Issues Collapsing Data

Johny Daniel

Join Date: May 2017
Posts: 11

Issues Collapsing Data

02 Jul 2017, 10:26

Hi,
I'm using STATA 14.2 (apologies in advance as I am using stata on a university server and cannot use dataex on the university version)

Below is an example of the data I have:

Unique Code (CDS)	District	School	Ethnicity	Gender	Total Enrollment
100001	ABC	XYZ	1	1	4
100001	ABC	XYZ	2	1	5
100001	ABC	XYZ	4	1	3
100001	ABC	XYZ	4	2	4
100002	ABC	PQR	1	1	5
100002	ABC	PQR	1	2	3
100002	ABC	PQR	3	1	3
100002	ABC	PQR	3	2	8
100002	ABC	PQR	5	1	1
100002	ABC	PQR	5	2	5

I want to collapse the data, so each row provides demographics for each school.

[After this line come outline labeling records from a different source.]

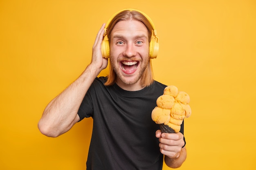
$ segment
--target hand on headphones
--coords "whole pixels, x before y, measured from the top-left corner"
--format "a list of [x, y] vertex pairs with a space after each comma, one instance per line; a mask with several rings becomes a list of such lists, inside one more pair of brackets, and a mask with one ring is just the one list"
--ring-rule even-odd
[[108, 66], [108, 60], [103, 58], [101, 53], [101, 43], [103, 40], [104, 28], [105, 25], [106, 24], [103, 24], [98, 32], [92, 46], [92, 55], [91, 64], [94, 64], [94, 66], [96, 67], [95, 68], [100, 69], [100, 71], [106, 68]]

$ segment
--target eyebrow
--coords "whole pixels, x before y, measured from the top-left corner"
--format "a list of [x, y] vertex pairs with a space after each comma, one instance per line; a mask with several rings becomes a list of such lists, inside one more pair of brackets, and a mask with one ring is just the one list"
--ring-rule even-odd
[[[148, 39], [148, 37], [147, 36], [146, 36], [145, 35], [144, 35], [144, 34], [141, 34], [141, 35], [137, 35], [135, 36], [135, 37], [134, 38], [135, 39], [139, 39], [139, 38], [146, 38], [147, 40]], [[125, 36], [123, 36], [123, 35], [120, 35], [119, 34], [117, 34], [117, 35], [114, 35], [114, 36], [113, 36], [112, 37], [112, 38], [121, 38], [121, 39], [123, 39], [123, 38], [125, 38]]]

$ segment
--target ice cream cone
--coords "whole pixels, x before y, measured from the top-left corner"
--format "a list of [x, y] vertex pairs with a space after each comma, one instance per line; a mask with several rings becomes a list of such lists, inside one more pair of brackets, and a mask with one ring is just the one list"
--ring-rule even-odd
[[162, 133], [175, 133], [175, 131], [167, 125], [160, 124], [160, 130]]

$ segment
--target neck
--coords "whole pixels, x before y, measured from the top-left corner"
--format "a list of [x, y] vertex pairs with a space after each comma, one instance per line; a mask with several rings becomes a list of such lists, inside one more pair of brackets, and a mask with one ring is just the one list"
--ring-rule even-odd
[[116, 83], [121, 88], [127, 91], [138, 91], [144, 88], [140, 84], [139, 81], [132, 84], [126, 84], [117, 79]]

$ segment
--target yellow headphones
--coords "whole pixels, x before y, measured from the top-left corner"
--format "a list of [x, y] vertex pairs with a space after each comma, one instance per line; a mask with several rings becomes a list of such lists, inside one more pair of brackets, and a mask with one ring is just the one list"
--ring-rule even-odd
[[115, 13], [108, 20], [108, 22], [106, 24], [105, 27], [104, 29], [105, 30], [105, 33], [104, 34], [104, 37], [103, 41], [101, 44], [101, 53], [102, 53], [102, 56], [105, 58], [108, 58], [110, 55], [110, 48], [109, 47], [109, 42], [108, 41], [108, 38], [107, 35], [107, 29], [110, 22], [111, 21], [112, 19], [115, 15], [121, 12], [122, 12], [126, 10], [129, 11], [135, 11], [141, 13], [142, 15], [147, 18], [148, 21], [150, 23], [150, 24], [152, 26], [153, 30], [152, 33], [152, 36], [151, 36], [151, 39], [150, 41], [149, 44], [149, 56], [150, 59], [155, 58], [157, 56], [157, 53], [158, 53], [158, 50], [159, 49], [159, 44], [158, 43], [159, 38], [157, 36], [157, 31], [155, 30], [155, 26], [153, 22], [150, 18], [145, 13], [134, 9], [125, 9]]

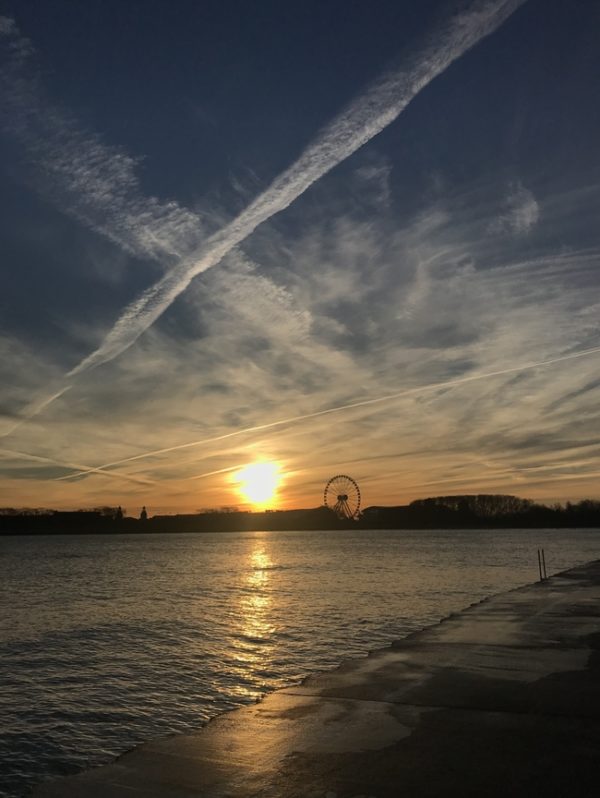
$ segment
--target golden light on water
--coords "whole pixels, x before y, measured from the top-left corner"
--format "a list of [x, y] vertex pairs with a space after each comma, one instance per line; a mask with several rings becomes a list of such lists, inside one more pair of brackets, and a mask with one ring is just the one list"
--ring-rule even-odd
[[275, 500], [281, 478], [281, 466], [273, 462], [251, 463], [233, 475], [239, 493], [256, 507]]

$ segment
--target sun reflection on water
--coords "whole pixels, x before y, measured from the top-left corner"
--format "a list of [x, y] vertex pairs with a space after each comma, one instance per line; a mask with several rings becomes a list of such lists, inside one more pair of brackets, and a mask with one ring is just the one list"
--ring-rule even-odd
[[244, 675], [239, 693], [256, 698], [271, 669], [273, 593], [271, 571], [274, 563], [264, 538], [252, 539], [248, 571], [240, 597], [240, 626], [236, 660]]

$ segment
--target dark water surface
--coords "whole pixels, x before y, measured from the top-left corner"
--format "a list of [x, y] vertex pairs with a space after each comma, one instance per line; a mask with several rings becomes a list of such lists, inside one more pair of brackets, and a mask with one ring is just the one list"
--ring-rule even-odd
[[0, 796], [197, 729], [491, 593], [594, 530], [0, 538]]

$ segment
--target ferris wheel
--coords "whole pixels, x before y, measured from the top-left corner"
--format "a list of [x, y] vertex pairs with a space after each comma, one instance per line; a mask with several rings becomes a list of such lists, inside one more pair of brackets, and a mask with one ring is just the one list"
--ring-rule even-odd
[[338, 474], [325, 485], [323, 502], [338, 518], [358, 518], [360, 488], [352, 477]]

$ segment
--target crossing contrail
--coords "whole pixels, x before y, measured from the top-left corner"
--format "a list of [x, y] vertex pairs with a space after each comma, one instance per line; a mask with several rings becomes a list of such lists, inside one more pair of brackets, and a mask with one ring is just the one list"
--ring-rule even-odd
[[[355, 408], [359, 407], [369, 407], [371, 405], [378, 405], [383, 404], [384, 402], [391, 402], [394, 399], [401, 399], [405, 396], [413, 396], [420, 393], [424, 393], [426, 391], [435, 391], [439, 388], [453, 388], [458, 385], [465, 385], [470, 382], [478, 382], [479, 380], [487, 380], [491, 379], [492, 377], [501, 377], [506, 374], [517, 374], [521, 371], [528, 371], [530, 369], [542, 368], [544, 366], [551, 366], [556, 363], [563, 363], [567, 360], [575, 360], [576, 358], [580, 357], [589, 357], [590, 355], [597, 355], [600, 354], [600, 346], [593, 347], [591, 349], [583, 349], [580, 352], [571, 352], [567, 355], [559, 355], [558, 357], [549, 358], [548, 360], [539, 360], [535, 363], [524, 363], [519, 366], [510, 366], [509, 368], [505, 369], [498, 369], [497, 371], [487, 371], [483, 374], [472, 374], [468, 377], [457, 377], [452, 380], [443, 380], [441, 382], [432, 382], [428, 383], [427, 385], [419, 385], [414, 388], [406, 388], [403, 391], [398, 391], [397, 393], [390, 393], [386, 394], [385, 396], [377, 396], [372, 399], [361, 399], [356, 402], [350, 402], [344, 405], [338, 405], [337, 407], [329, 407], [325, 410], [316, 410], [312, 413], [303, 413], [302, 415], [298, 416], [290, 416], [289, 418], [282, 418], [277, 421], [270, 421], [266, 424], [257, 424], [253, 427], [246, 427], [245, 429], [234, 430], [233, 432], [226, 432], [223, 435], [214, 435], [210, 438], [202, 438], [200, 440], [189, 441], [188, 443], [179, 443], [175, 446], [167, 446], [164, 449], [154, 449], [150, 452], [142, 452], [141, 454], [134, 454], [130, 457], [124, 457], [121, 460], [113, 460], [112, 463], [104, 463], [101, 466], [96, 466], [95, 469], [89, 469], [89, 473], [92, 473], [94, 470], [104, 470], [115, 468], [120, 465], [125, 465], [127, 463], [133, 463], [137, 460], [145, 460], [149, 457], [159, 457], [163, 454], [170, 454], [171, 452], [178, 452], [184, 449], [191, 449], [196, 446], [204, 446], [209, 443], [218, 443], [219, 441], [229, 440], [230, 438], [236, 438], [240, 435], [249, 435], [253, 432], [264, 432], [265, 430], [275, 429], [276, 427], [283, 427], [288, 426], [291, 424], [298, 424], [302, 421], [309, 421], [313, 418], [319, 418], [321, 416], [330, 415], [332, 413], [341, 413], [346, 410], [354, 410]], [[88, 471], [78, 471], [75, 474], [68, 474], [66, 476], [58, 477], [56, 481], [60, 482], [62, 480], [74, 479], [76, 477], [84, 476]]]
[[[461, 10], [447, 14], [417, 41], [396, 69], [381, 76], [321, 130], [299, 158], [242, 213], [127, 305], [100, 346], [74, 366], [65, 375], [66, 379], [70, 381], [126, 351], [186, 290], [194, 277], [216, 266], [259, 225], [291, 205], [313, 183], [384, 130], [434, 78], [497, 30], [524, 2], [526, 0], [473, 0]], [[70, 383], [66, 388], [69, 386]], [[14, 432], [60, 395], [58, 392], [39, 405], [28, 406], [5, 435]]]
[[380, 133], [410, 101], [467, 50], [493, 33], [525, 0], [475, 0], [421, 40], [402, 65], [383, 75], [330, 122], [316, 140], [232, 222], [210, 236], [131, 302], [100, 346], [67, 374], [75, 377], [128, 349], [188, 287], [263, 222], [287, 208], [315, 181]]
[[[140, 485], [154, 485], [152, 480], [145, 479], [143, 477], [131, 476], [131, 474], [123, 474], [121, 472], [116, 471], [105, 471], [102, 468], [93, 468], [90, 466], [81, 465], [81, 463], [63, 463], [61, 460], [55, 460], [53, 457], [43, 457], [39, 454], [30, 454], [29, 452], [21, 452], [17, 449], [0, 449], [0, 457], [11, 457], [16, 458], [18, 460], [29, 460], [34, 463], [44, 463], [53, 466], [57, 466], [60, 468], [65, 469], [76, 469], [80, 470], [82, 474], [102, 474], [105, 477], [111, 477], [113, 479], [126, 479], [130, 482], [137, 482]], [[72, 477], [73, 475], [69, 475]]]

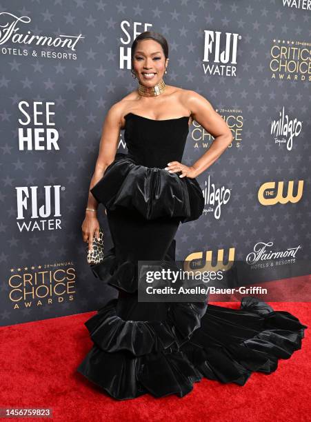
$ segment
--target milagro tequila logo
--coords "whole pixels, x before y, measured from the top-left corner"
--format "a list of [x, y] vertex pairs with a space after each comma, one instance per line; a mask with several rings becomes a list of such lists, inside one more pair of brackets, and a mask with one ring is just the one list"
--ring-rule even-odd
[[204, 30], [204, 55], [203, 61], [212, 64], [203, 63], [205, 74], [222, 76], [237, 76], [237, 54], [238, 40], [241, 39], [239, 34], [225, 32], [224, 48], [221, 50], [221, 41], [224, 38], [221, 31]]
[[[76, 50], [76, 45], [80, 39], [84, 38], [81, 34], [77, 36], [74, 35], [63, 35], [59, 34], [58, 37], [52, 37], [50, 35], [35, 35], [32, 34], [30, 30], [27, 31], [27, 34], [19, 32], [19, 28], [17, 26], [20, 23], [30, 23], [31, 19], [28, 16], [22, 16], [19, 17], [12, 13], [8, 12], [0, 12], [0, 45], [4, 44], [10, 41], [16, 44], [24, 44], [27, 46], [47, 46], [48, 47], [61, 47], [62, 48], [68, 48], [72, 51]], [[10, 54], [10, 50], [8, 53]], [[2, 51], [5, 54], [5, 51]], [[27, 50], [23, 50], [24, 55], [27, 55]], [[34, 54], [33, 54], [34, 55]], [[48, 52], [42, 51], [41, 57], [50, 57]], [[34, 55], [35, 57], [35, 55]], [[52, 57], [59, 58], [57, 53], [54, 53]], [[63, 53], [63, 58], [77, 59], [75, 54]]]
[[311, 10], [311, 0], [283, 0], [283, 6], [296, 9]]
[[[310, 0], [311, 1], [311, 0]], [[302, 121], [296, 118], [290, 120], [288, 114], [284, 113], [284, 106], [280, 112], [280, 117], [278, 120], [272, 120], [271, 123], [271, 134], [274, 136], [275, 143], [286, 143], [286, 148], [288, 151], [292, 148], [292, 139], [298, 137], [302, 129]], [[283, 137], [283, 138], [281, 137]]]
[[[17, 225], [20, 232], [61, 230], [60, 185], [43, 186], [38, 194], [38, 186], [15, 188], [17, 201]], [[43, 203], [40, 205], [40, 203]], [[25, 215], [26, 214], [26, 215]]]
[[246, 263], [249, 265], [253, 265], [255, 263], [263, 261], [270, 261], [272, 259], [279, 259], [280, 258], [296, 258], [296, 254], [301, 246], [299, 245], [294, 248], [288, 248], [285, 250], [274, 252], [268, 250], [273, 245], [273, 242], [258, 242], [254, 246], [253, 251], [250, 252], [246, 257]]
[[204, 210], [203, 212], [206, 214], [208, 212], [213, 212], [214, 217], [219, 220], [221, 214], [221, 206], [228, 203], [230, 199], [230, 189], [221, 186], [221, 188], [215, 188], [214, 183], [210, 181], [210, 177], [208, 176], [208, 181], [205, 181], [205, 188], [202, 190], [204, 197], [205, 205], [208, 205], [209, 208]]

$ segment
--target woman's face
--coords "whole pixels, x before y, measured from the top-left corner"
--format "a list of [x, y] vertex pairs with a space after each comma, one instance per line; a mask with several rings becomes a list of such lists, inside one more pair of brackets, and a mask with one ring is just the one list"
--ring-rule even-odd
[[138, 41], [133, 57], [133, 69], [140, 83], [148, 87], [161, 81], [168, 63], [161, 44], [153, 39]]

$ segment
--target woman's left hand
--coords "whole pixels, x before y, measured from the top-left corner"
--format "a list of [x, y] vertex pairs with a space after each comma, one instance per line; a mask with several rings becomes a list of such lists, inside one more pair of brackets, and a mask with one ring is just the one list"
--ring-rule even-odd
[[179, 177], [186, 177], [190, 179], [194, 179], [194, 177], [197, 176], [194, 168], [181, 164], [179, 161], [170, 161], [170, 163], [168, 163], [168, 167], [165, 167], [165, 170], [168, 170], [170, 173], [177, 173], [181, 172], [181, 174], [179, 174]]

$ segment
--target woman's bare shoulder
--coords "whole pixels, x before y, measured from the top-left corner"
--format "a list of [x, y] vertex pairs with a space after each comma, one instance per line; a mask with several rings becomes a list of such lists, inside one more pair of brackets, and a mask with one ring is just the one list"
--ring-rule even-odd
[[112, 104], [107, 112], [106, 119], [118, 121], [119, 125], [122, 125], [123, 117], [126, 112], [126, 110], [130, 107], [131, 103], [136, 98], [135, 92], [130, 92], [119, 101]]

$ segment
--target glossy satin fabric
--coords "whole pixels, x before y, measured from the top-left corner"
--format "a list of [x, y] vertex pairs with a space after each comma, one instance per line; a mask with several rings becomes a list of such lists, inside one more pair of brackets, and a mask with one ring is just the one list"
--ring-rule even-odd
[[203, 210], [197, 181], [180, 182], [163, 170], [181, 161], [188, 132], [185, 117], [153, 121], [130, 113], [130, 156], [116, 157], [94, 190], [107, 207], [114, 246], [91, 269], [119, 297], [86, 322], [93, 346], [77, 370], [119, 400], [183, 396], [203, 377], [243, 385], [252, 372], [270, 374], [279, 359], [301, 348], [306, 328], [254, 297], [244, 297], [239, 310], [138, 302], [137, 261], [173, 263], [179, 223]]

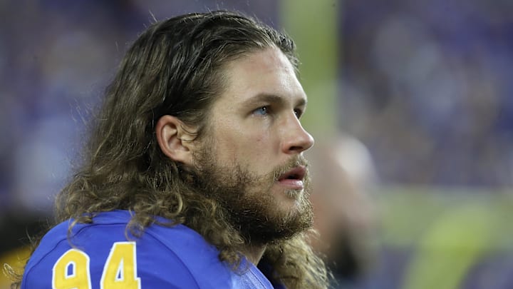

Example of what I am trying to do:

CDS Code	Dist	Sch	Eth1	Eth2	Eth3	Eth4	Eth5	Male	Fem	EnrTotal
100001	ABC	XYZ	4	5	0	7	0	12	4	16
10002	ABC	PQR	8	0	11	0	6	9	16	25

What I have tried:
egen NOREPORT = sum(enr_total) if ethnic==0, by(cds_code)
egen WHITE = sum(enr_total) if ethnic==1, by(cds_code)
egen ASIAN = sum(enr_total) if ethnic==2, by(cds_code)
egen PAC = sum(enr_total) if ethnic==3, by(cds_code)
egen AFR = sum(enr_total) if ethnic==4, by(cds_code)
egen HIS = sum(enr_total) if ethnic==5, by(cds_code)
egen TWOMORE = sum(enr_total) if ethnic==9, by(cds_code)

egen MALE = sum(enr_total) if gender=="M", by(cds_code)
egen FEMALE = sum(enr_total) if gender=="F", by(cds_code)
egen ENRTOT = sum(enr_tota), by(cds_code)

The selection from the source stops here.